Subsequently, downsampling was performed on each audio file to enhance computational efficiency, given that higher frequencies were deemed excessive for the analysis. Sampling rates beyond 4000 Hz were found to offer no advantage in network performance and only increased computational demands. Therefore, the Nyquist rate was set at 4000 Hz, and the downsampling rate at twice that value (Dufourq et al., 2022).

Further, annotations for both classes were extracted using a sliding window approach. This involved segmenting each audio file into four-second windows initiated at the bounding box's start time, subsequently generating spectrograms that were then labeled accordingly (either presence or absence). This sliding window process continued until the window overlapped with the bounding box's end time, encompassing all bounding boxes across the entire dataset.
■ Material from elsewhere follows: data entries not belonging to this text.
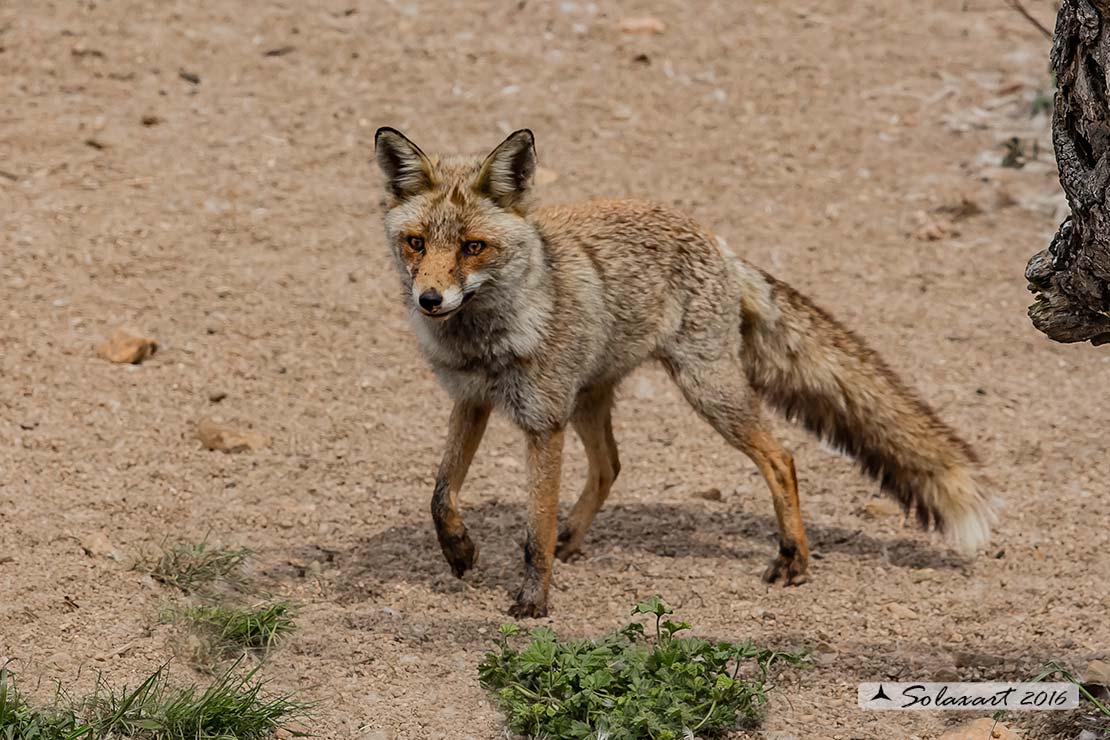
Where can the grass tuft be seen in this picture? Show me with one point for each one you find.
(626, 685)
(191, 566)
(233, 707)
(243, 628)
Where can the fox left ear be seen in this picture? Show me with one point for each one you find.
(406, 169)
(506, 174)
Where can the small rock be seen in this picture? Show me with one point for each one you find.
(981, 729)
(709, 494)
(644, 24)
(881, 508)
(220, 437)
(972, 659)
(127, 346)
(947, 673)
(900, 611)
(932, 227)
(96, 545)
(1098, 671)
(962, 206)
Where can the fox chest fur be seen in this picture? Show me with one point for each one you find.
(482, 356)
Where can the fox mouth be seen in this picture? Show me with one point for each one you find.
(444, 313)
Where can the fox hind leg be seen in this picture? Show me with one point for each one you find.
(593, 421)
(720, 394)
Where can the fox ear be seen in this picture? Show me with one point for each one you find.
(406, 169)
(506, 174)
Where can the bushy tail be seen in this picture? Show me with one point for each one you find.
(811, 368)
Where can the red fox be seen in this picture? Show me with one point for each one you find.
(540, 313)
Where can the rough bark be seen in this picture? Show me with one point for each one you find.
(1071, 277)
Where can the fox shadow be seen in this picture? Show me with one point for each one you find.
(409, 551)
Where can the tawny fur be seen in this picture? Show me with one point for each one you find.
(559, 304)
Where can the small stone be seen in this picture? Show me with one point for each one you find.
(96, 545)
(947, 673)
(1098, 671)
(972, 659)
(221, 437)
(127, 346)
(881, 508)
(932, 227)
(642, 24)
(709, 494)
(979, 730)
(900, 611)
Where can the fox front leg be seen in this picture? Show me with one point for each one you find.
(465, 428)
(545, 463)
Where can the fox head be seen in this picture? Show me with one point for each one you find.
(456, 225)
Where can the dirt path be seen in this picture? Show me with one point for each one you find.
(235, 219)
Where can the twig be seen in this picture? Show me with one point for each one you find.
(1016, 4)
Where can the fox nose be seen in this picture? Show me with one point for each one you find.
(430, 300)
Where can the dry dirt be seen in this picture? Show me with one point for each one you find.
(854, 149)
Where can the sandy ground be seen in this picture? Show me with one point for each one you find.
(850, 148)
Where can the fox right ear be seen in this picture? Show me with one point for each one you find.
(406, 169)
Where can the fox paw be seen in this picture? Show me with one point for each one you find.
(461, 553)
(788, 568)
(528, 605)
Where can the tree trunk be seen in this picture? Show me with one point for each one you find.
(1071, 277)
Lastly, the audio segments were transformed into two-dimensional mel-frequency spectrograms. The specific values associated with this transformation are outlined in Table 2.

During our training process, we evaluated various pre-trained models detailed in  Dufourq et al. (2022), and among them, the ResNet152V2 model (He et al., 2016) exhibited the best performance. We fine-tuned both the feature extractor and the output layer to achieve the best possible model, although this adjustment led to increased computation time, it enhanced the network's performance. Similar to the approach outlined in Dufourq et al. (2022) and recognizing the necessity for pre-trained models to have a three-channel input (often aligning with the three channels in a colour image), we implemented the exponent method as described in the study. Specifically, we utilized the S¹, S³, and S⁵ channels to generate our three spectrogram channels in line with the methodology outlined above.
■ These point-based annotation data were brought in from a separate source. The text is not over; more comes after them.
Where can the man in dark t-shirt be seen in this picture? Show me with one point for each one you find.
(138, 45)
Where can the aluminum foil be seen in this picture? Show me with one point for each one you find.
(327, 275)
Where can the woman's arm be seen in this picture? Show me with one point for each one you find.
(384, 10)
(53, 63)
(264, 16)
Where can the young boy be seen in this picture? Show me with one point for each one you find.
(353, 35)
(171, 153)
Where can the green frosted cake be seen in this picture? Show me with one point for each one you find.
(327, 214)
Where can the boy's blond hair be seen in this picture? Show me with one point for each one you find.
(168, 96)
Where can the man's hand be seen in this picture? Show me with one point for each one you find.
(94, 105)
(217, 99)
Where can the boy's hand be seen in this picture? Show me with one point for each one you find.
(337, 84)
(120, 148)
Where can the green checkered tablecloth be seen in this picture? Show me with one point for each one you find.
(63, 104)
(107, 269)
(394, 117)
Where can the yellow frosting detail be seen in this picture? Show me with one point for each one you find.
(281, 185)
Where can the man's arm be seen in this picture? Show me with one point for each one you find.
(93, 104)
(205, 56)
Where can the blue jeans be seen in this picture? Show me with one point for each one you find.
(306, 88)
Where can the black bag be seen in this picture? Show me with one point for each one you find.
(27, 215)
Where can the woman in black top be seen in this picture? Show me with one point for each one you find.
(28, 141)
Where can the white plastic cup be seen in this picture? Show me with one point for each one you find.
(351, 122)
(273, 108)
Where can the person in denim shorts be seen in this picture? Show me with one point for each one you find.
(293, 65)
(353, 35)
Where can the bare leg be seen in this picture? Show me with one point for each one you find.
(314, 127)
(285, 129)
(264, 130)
To determine a spectrograms classification, the CNNs predicted two softmax outputs on each spectrogram within an entire testing file. The final classification (presence or absence) was determined according to the softmax output surpassing a value of 0.5.  Each file was predicted by using a four second sliding window approach. The window shifted one second at a time until an entire recording was processed.

After training the preliminary CNN, we used it to collect vocalizations from the 2019 recordings, and verified the presence annotations manually to ensure accuracy and eliminate false positives. We also included absence annotations to provide the network with additional training data. We then used a subset of our 2020 annotations and all annotations from our 2019 recordings to train a final CNN. This final model was trained on a dataset of 10,778 presence and 11,546 absence annotations over 25 epochs. The final CNN was then used to detect reindeer vocalizations for the entire dataset. The number of files for each individual age group were: 1.5-year-old, 11 files, 2.5-year-old, 58 files, , 3.5-year-old 1, 22 files, 3.5-year-old 2, 53 files, 3.5-year-old 3, 21 files, 4.5-year-old, 28 files, and 5.5-year-old, 93 files each file was eight hours long). It's worth noting that some files were less than 8 hours due to recorder failure during the recording.

To evaluate the network's performance, we conducted tests using 12 audio files, none of which were used during the network's training phase. These files represented individuals from across the rut and various rutting behaviours. For instance, some files contained minimal vocalizations, while others featured over 250 instances. Among these recordings, eight were from the 2020 data, while the remaining four were from the 2019 data. To assess the network's performance, we used recall rate, precision, accuracy and F1 scores  (Mesaros et al., 2016; Navarro et al., 2017; Equation A1-4).

To train the networks, we utilized the packages listed in Table A1. The script was executed using Python 3, and the CNNs were implemented in Tensorflow 2 (Abadi et al., 2016). Each CNN underwent training across epochs employing the Adam optimizer with a batch size of 32 (Kingma & Ba, 2014). Subsequently, spectrograms were generated using the Librosa library (McFee et al., 2020). Model training and testing took place on a 2021 Apple MacBook Pro equipped with an Apple M1 Pro processor and 16 GB of LPDDR5 RAM, operating on MacOS Ventura 13.1.